2007-05-13 15:37:48 · answer #1 · answered by flingebunt 7 · 2 1

you can put some oil in the frying pan first, then put in some chopped green onion, a little ginger, if you want, you can put some seasame, put in some salt, pepper. and cook it for a min or two. then you put the boiled noodles in, put in some vegetables, bean sprouts, mushrooms, shrimps, whatever you like, put in some soy source, stir for a while. it will be the perfect fried noodles.

and if you go to those asian supermarkets, you can buy a bottle of "oyster source." you can put that in as well.

if yours tasted too salty, just put less salt, because soy source already has some salt in it. if it is too oily, put less oil.

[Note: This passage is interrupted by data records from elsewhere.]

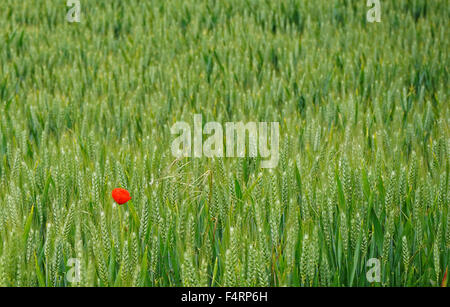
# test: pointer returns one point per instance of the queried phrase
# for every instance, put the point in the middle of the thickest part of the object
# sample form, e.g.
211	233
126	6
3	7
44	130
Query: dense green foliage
87	107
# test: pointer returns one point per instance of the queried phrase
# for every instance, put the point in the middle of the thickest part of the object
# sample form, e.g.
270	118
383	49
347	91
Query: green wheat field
364	113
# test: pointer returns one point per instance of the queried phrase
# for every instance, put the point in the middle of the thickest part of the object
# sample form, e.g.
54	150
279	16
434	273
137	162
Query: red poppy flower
121	196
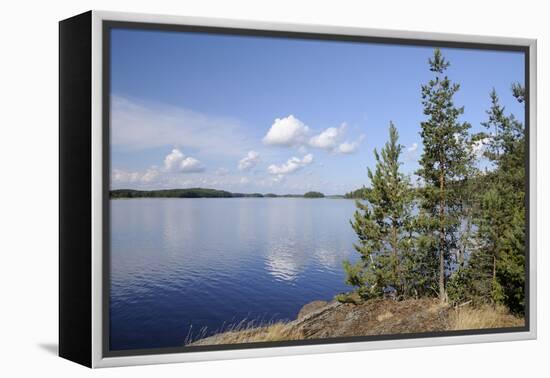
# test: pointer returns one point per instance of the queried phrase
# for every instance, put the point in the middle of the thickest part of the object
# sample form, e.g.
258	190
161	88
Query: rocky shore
319	319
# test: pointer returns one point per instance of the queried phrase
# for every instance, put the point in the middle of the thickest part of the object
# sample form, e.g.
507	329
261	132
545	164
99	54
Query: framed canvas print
234	189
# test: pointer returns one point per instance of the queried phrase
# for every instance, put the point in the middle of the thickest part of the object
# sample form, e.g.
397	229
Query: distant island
208	193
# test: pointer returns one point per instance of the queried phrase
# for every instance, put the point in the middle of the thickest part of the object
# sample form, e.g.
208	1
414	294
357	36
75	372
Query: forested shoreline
457	233
206	193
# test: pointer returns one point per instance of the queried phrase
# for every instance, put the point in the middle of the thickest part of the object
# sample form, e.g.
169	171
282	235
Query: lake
181	268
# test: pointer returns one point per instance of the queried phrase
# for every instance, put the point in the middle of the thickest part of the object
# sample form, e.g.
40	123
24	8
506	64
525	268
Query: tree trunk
442	296
395	262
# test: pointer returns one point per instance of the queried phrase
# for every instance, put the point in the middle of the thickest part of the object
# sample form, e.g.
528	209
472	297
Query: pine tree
445	166
495	269
501	215
382	224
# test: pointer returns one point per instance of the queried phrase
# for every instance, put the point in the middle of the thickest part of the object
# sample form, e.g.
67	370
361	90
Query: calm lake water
182	265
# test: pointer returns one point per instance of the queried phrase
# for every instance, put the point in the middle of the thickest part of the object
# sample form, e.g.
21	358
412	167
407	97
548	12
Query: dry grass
384	316
248	333
374	318
483	317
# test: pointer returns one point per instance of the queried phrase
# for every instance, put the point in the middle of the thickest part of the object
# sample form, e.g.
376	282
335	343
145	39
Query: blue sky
257	114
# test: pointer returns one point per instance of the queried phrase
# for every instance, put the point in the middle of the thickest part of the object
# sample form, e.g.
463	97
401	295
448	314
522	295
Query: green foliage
357	194
467	242
445	165
314	195
500	212
381	222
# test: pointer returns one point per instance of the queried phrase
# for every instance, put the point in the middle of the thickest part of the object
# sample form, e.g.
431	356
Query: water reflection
181	263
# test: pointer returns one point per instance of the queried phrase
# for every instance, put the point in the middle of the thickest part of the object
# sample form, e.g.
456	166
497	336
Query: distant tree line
460	234
204	193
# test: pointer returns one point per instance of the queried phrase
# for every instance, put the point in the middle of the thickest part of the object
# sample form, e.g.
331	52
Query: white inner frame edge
97	332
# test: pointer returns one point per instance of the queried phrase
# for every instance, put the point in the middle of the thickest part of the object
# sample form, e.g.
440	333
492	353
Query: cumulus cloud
412	148
289	131
292	165
411	152
328	139
137	125
175	162
349	147
249	161
480	146
120	176
221	171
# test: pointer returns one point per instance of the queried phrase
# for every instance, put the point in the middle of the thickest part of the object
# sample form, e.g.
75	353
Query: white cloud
329	138
221	171
289	131
349	147
190	164
175	162
480	146
137	125
249	161
292	165
120	176
411	152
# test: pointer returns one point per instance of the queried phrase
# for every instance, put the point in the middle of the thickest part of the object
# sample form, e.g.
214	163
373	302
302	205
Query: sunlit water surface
181	268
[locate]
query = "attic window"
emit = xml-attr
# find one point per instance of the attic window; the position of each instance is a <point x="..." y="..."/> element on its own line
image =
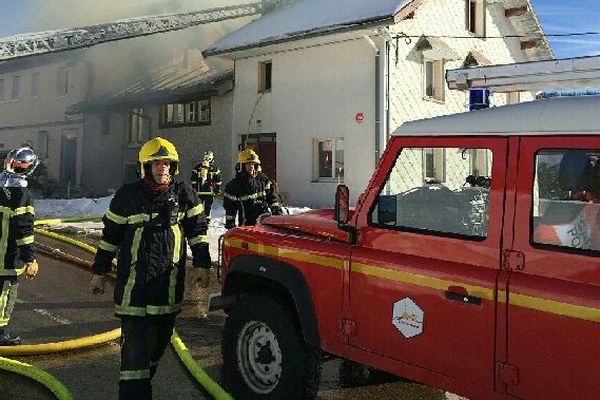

2007-05-15 21:18:44 · answer #2 · answered by Anonymous · 1 0

you could desire to try this out whilst stir frying Chow mein (fried noodles) to grant it that "chinese language" style you could desire to no longer seem to get whilst making your own stir fried noodles. upload very thinly sliced Macau or chinese language sausage. it truly is an extremely dried style of beef sausage modern-day in maximum if no longer all chinese language or Asian shops. they are variety of coloured pinkish pink and you could desire to work out the bits of translucent white fat cubes interior the sausage. they are very very tasty. A small piece is going an prolonged way. This sausage is extensively utilized to style their fried rice. you additionally can upload a pinch or so of chinese language 5 Spice Powder (Ngo-hiong powder) . be careful with this spice simply by fact it truly is physically powerful. A teaspoon might desire to style a wok of a bout 2 pounds of noodles! For a "saucier" chow mein, in simple terms make extra of the sauce and "reserve" some for use as topping on the noodles.you additionally can upload some chicken inventory to this "reserved" sauce and proceed to boil it and thicken somewhat with some cornstarch dispersed in some water. returned, in simple terms ultimate this "sauce" or gravy on the noodles. scrumptious!